I was pretty sure I was reading distain on their faces and wondered what they thought might be going on between Myra and I, even though she was probably twenty years my senior.
“Did you take a tumble, ‘Mac’?”
“Hu..uhmm?” I followed her gaze down to grass and dirt stained pants, a result of my recent defeat.
“Oh, no, that….I tripped on the curb and..I guess you’re right. Myra came to my aid, and I am trying to return the favor”
I was overplaying my part, I held up the grocery bags as if I had just bagged her dinner. “…just bringin home the bacon.”
“So you were stumbling down the street...?” he asked.
"If that’s an inference to the fact that I am inebriated, then you are correct, however, I wasn’t stumbling at all. I was driving. From Palm Springs. I got here okay...”
Jackass!
Jerk.
"Oh!" Myra responded to their criticism.
“Guilty as charged.”
“Lester was a career LAPD officer, and Imogene worked in the DA’s office, so you best be careful who you confess to, Mac. And, Imogene, Lester?…Mac, here is a troubled young man in a lot of pain, he deserves some compassion…”

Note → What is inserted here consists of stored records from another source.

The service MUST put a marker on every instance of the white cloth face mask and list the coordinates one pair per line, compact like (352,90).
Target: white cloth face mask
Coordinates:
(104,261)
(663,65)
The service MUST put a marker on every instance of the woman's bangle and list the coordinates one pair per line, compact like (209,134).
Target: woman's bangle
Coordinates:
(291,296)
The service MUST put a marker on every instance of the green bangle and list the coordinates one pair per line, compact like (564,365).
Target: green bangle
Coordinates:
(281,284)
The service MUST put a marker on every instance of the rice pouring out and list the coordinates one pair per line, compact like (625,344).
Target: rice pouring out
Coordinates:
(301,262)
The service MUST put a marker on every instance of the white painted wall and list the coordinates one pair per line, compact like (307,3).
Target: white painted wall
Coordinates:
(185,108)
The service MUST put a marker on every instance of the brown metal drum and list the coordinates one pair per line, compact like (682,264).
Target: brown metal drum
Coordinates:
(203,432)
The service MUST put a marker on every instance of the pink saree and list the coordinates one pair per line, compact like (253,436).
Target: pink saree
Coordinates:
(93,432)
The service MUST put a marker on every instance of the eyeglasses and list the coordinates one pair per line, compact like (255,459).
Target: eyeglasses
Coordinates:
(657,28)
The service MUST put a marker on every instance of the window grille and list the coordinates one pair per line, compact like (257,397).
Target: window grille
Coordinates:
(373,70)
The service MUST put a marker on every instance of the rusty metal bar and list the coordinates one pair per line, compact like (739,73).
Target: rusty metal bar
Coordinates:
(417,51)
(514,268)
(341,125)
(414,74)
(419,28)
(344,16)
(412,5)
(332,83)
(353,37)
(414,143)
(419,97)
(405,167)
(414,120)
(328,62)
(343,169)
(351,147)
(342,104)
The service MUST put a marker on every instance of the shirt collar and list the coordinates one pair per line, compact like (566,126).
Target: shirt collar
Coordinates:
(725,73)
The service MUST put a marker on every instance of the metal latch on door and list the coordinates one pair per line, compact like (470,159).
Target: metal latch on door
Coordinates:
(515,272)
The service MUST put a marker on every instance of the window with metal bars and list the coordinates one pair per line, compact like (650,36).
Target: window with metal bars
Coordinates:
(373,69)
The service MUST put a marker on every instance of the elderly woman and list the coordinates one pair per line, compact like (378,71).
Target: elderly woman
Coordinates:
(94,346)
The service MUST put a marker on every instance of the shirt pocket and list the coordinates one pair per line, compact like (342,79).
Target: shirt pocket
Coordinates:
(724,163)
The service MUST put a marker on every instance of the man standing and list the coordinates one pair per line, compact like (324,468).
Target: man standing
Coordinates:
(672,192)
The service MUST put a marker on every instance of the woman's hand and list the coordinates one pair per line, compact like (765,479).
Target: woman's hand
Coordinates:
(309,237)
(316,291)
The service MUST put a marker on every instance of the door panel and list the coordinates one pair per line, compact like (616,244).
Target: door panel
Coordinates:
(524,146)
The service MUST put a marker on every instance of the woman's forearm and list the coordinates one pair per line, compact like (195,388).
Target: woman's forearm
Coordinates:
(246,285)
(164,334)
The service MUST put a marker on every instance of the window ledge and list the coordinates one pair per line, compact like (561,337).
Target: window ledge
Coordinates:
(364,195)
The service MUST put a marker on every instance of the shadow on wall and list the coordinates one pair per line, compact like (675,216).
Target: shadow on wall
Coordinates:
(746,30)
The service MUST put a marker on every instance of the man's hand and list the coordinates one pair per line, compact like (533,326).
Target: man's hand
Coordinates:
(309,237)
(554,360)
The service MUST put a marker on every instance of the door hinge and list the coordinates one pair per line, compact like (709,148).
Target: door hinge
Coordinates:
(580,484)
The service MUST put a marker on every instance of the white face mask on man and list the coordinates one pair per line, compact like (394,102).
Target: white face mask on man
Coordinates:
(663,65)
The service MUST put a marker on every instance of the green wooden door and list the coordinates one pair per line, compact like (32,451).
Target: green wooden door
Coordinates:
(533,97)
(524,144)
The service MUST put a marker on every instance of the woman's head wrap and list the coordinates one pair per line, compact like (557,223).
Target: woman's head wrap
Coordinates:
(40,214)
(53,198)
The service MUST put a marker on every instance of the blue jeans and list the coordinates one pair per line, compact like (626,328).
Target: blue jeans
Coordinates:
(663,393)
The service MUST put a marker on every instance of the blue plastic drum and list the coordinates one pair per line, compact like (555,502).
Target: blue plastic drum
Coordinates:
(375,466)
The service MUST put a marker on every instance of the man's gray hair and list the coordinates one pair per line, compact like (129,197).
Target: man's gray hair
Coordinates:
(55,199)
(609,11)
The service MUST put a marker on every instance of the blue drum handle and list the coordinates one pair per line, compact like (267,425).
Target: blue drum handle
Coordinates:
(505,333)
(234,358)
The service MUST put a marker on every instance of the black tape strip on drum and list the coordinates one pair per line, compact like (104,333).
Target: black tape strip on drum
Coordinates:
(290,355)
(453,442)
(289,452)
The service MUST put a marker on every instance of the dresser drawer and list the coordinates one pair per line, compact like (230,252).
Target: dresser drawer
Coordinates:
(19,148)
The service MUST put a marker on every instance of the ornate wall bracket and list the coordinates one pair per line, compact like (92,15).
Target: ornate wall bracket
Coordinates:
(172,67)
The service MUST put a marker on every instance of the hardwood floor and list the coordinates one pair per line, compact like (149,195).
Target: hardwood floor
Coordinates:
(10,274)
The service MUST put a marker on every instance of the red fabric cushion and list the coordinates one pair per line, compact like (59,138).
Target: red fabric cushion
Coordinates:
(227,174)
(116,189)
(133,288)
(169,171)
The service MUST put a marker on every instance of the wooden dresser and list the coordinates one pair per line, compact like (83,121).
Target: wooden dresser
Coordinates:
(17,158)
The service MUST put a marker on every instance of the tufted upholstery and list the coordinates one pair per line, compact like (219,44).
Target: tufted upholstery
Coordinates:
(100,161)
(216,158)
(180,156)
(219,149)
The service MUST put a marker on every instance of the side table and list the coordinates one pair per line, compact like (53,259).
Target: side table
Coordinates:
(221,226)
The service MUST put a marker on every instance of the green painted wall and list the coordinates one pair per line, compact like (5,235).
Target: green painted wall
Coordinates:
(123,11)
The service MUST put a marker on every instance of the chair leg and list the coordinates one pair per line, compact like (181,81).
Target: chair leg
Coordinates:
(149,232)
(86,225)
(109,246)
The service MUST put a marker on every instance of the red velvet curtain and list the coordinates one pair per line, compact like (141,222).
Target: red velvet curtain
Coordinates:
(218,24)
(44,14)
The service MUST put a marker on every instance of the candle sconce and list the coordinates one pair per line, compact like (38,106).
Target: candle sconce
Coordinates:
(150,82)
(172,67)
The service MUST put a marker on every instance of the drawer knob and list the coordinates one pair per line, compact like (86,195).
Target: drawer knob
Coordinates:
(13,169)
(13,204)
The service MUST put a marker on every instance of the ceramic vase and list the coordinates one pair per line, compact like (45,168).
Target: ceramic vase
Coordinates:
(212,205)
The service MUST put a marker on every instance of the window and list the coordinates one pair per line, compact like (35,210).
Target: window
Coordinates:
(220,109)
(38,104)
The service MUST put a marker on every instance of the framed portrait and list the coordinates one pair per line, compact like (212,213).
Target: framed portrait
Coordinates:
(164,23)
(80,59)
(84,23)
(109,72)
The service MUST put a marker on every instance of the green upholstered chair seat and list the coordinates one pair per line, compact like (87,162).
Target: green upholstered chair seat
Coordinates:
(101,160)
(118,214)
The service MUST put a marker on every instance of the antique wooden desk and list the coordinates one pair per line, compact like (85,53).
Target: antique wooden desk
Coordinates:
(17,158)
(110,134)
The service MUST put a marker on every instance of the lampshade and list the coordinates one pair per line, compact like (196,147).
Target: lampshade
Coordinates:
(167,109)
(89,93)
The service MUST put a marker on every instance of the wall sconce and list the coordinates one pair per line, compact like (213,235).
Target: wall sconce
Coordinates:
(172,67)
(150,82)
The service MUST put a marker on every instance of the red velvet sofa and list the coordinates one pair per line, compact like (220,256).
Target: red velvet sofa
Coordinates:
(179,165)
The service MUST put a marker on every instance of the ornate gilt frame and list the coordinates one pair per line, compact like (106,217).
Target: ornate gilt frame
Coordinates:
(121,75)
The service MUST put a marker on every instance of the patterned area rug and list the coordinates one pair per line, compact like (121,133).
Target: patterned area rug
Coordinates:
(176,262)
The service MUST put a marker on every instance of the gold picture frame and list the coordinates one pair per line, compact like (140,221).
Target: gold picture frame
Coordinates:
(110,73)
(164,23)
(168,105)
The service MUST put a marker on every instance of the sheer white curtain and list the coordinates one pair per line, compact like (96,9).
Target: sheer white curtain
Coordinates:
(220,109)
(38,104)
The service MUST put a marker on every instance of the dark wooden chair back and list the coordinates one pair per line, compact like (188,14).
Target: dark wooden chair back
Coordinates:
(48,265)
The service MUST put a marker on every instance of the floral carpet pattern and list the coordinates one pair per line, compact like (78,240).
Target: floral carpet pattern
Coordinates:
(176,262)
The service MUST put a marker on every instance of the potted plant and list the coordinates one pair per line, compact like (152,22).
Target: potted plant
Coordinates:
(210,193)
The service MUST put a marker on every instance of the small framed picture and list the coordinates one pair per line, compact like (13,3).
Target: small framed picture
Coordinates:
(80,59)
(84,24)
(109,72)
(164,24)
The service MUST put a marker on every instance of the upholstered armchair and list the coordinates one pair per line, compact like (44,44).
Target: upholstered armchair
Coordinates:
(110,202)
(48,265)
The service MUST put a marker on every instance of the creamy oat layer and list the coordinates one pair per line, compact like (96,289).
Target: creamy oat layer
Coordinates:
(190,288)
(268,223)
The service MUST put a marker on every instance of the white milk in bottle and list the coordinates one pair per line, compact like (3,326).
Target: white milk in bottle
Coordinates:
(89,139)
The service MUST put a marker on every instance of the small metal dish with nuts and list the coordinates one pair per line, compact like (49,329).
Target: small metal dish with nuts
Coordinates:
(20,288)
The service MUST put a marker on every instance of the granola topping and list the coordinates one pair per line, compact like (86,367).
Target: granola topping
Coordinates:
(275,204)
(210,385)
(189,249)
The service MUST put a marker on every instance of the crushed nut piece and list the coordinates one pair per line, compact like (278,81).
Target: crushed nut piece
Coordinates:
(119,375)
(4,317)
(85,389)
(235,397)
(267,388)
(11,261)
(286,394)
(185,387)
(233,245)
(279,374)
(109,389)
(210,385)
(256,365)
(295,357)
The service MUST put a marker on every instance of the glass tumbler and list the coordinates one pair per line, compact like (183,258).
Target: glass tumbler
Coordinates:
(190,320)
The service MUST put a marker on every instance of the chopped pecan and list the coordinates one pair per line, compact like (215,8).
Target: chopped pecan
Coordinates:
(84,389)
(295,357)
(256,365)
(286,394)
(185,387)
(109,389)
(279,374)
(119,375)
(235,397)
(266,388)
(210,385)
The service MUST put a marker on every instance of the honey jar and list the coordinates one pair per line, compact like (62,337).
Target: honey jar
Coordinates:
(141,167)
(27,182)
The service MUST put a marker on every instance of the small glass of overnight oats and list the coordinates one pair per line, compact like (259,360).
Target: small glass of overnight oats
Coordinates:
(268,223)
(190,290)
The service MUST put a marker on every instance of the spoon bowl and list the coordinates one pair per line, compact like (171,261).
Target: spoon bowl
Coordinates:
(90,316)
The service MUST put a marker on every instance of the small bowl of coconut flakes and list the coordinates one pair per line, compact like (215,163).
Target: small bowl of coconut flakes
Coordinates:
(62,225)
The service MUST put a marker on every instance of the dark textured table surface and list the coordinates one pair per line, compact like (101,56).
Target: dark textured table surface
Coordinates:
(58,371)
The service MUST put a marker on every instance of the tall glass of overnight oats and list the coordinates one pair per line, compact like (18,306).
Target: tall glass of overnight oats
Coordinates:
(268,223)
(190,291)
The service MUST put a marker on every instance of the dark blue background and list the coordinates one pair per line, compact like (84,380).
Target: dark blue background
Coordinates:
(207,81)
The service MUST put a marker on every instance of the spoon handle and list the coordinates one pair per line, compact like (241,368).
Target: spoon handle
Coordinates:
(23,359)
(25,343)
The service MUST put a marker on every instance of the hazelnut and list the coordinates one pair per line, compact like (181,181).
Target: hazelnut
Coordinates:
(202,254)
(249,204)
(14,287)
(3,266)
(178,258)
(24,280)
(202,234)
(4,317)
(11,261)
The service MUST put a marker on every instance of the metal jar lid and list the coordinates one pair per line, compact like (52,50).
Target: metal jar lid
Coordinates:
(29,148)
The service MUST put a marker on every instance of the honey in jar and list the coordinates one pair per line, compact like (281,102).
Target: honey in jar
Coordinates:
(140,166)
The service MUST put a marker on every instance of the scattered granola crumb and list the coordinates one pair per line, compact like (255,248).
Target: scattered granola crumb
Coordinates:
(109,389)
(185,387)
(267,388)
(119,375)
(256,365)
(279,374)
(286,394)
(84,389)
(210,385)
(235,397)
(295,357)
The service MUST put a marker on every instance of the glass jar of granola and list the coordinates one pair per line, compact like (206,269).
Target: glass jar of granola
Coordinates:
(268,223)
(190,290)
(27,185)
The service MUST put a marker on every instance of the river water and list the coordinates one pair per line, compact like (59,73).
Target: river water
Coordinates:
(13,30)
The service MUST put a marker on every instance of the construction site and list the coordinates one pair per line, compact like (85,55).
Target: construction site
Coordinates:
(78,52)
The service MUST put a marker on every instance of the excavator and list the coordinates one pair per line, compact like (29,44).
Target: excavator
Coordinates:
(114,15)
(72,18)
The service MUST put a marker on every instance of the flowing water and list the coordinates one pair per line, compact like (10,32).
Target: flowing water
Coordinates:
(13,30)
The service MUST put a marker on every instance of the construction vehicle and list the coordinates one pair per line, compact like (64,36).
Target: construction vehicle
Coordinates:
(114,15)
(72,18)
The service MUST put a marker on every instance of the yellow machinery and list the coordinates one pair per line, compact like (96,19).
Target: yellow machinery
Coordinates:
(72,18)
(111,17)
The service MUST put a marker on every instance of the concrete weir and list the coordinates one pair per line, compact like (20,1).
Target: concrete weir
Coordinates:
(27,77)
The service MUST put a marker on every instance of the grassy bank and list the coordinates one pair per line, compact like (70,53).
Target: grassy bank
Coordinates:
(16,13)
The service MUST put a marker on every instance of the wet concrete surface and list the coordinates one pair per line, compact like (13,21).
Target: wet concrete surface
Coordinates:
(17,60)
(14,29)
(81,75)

“Sorry, Myra, no compassion for drunk drivers, never…ever.”
“None,” he agreed. "I've seen too many victims, and I spare my compassion for their loved ones, not the killer behind the wheel."
The doors opened, we stepped in, and the rest of the ride was uncomfortably quiet. Did that transpire in just three floors? When the doors opened, Lester held them and allowed Myra to exit and for me to sheepishly tag behind, before Imogene and he did the same, turning down the hall in the opposite direction.
“Good night, Myra, you sure you’ll be okay? You have our number!” they called back, I'm sure for my benefit as well as hers. Their door opened and closed.
Myra was obviously rattled by the what had transpired. She had no way to prepare for it, and had discovered her attempt at being a good Samaritan had rudely backfired, to her own great embarrassment.
“Myra I apologize from the bottom of my heart. You are a dear soul and I’d like to make it up to you. To Imogene and Lester…this isn’t who I am…”
“Draw upon your own worth, Mac. Be better than this…I’m sorry for adding to your pain.”
“No it was I, who …Goodnight Myra”.

I set the groceries down next to the door, sensing her hesitation to open it and invite in more trouble. 
I rode down and stumbled home disgusted with the fool I had become.